Using Vandium with AWS SAM CLI

[skylerrichter]

What are the best practices for using Vandium with AWS SAM CLI?

Everything works great when I am using CLI events and Postman to test my endpoints, however when I try to consume endpoints via my client application CORS does not seem to be enabled.

I have added this to my handler:

.cors({
  allowOrigin: 'http://localhost:8080',
  allowCredentials: true
})

And I have this in my SAM template:

Api:
  Cors:
    AllowMethods: "'*'"
    AllowHeaders: "'*'"
    AllowOrigin: "'*'"

However Vandium does not respond to the pre flight OPTION request, and does not seem to have a method for defining OPTION routes.

I had to make a vanilla lambda to respond to OPTION requests:

exports.handler = function (event, context, callback) {
  callback(null, {
    'statusCode': 200,
    'headers': {
      'Access-Control-Allow-Origin': 'http://localhost:8080',
      'Access-Control-Allow-Headers': 'Content-Type',
    },
  });
}

What is the right way of dealing with this?

[richardhyatt]

There's an issue that has been raised with the SAM project - not sure if that might help.
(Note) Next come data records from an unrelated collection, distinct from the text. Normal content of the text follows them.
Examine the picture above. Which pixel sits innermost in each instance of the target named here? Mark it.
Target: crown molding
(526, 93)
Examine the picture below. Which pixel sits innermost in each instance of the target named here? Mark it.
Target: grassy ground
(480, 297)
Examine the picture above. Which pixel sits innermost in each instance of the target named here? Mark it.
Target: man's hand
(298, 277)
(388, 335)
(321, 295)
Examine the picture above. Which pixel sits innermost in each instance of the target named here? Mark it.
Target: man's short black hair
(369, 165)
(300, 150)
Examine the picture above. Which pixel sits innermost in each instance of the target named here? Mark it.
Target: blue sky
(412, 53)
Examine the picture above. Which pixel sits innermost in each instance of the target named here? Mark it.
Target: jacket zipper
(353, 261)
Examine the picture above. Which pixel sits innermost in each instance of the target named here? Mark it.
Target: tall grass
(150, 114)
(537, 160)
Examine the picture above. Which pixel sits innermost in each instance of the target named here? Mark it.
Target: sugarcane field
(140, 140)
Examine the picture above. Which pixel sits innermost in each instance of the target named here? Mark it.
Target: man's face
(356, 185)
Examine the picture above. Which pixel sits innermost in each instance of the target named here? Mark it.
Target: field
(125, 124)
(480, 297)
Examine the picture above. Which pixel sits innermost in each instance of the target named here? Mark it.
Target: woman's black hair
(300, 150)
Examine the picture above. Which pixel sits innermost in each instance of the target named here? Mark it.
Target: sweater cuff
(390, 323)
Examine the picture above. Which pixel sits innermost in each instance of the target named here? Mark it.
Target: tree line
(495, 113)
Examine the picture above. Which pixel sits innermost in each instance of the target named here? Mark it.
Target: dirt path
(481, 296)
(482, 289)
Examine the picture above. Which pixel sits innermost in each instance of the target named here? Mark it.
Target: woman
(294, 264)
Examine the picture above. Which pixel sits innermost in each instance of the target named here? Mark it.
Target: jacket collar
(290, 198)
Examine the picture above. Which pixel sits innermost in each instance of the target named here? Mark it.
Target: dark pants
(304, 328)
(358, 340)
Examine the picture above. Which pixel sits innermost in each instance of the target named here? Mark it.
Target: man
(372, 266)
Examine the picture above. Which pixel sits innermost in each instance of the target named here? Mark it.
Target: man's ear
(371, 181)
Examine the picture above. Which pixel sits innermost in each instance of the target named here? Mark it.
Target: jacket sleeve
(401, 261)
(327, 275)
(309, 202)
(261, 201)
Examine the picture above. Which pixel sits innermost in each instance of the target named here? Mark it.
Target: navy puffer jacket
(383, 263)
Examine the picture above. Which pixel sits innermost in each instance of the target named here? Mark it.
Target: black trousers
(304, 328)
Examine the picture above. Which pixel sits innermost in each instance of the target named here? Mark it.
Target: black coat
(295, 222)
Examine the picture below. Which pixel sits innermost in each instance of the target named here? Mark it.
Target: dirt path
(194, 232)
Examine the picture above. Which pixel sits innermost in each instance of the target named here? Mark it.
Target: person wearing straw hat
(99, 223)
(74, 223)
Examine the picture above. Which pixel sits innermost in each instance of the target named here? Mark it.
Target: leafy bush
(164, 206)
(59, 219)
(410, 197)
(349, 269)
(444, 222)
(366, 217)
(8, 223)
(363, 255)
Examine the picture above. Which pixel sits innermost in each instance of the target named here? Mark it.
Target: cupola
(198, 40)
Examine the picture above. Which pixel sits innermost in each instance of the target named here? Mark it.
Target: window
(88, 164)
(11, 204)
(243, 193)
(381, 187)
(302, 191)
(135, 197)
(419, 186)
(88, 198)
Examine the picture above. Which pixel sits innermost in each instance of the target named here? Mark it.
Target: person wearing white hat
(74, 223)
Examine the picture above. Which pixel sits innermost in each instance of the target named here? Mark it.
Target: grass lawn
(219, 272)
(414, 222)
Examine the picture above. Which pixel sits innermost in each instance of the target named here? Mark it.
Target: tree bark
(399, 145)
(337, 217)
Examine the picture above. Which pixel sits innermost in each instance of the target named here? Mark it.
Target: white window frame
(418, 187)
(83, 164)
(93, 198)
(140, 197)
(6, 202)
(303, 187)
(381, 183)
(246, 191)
I would caution against having the lambda code handle the OPTIONS request. Typically it's handled with an API Gateway Mock request

[lolJS]

@richardhyatt it seems the doc has been updated to state that if using lambda proxy you must handle your own options request: For a Lambda proxy integration or HTTP proxy integration, you can still set up the required OPTIONS response headers in API Gateway. However, your backend is responsible for returning the Access-Control-Allow-Origin and Access-Control-Allow-Headers headers, because a proxy integration doesn't return an integration response.

[richardhyatt]

The 5.x and 6.0 versions changed how response headers are handled. Is this issue still valid?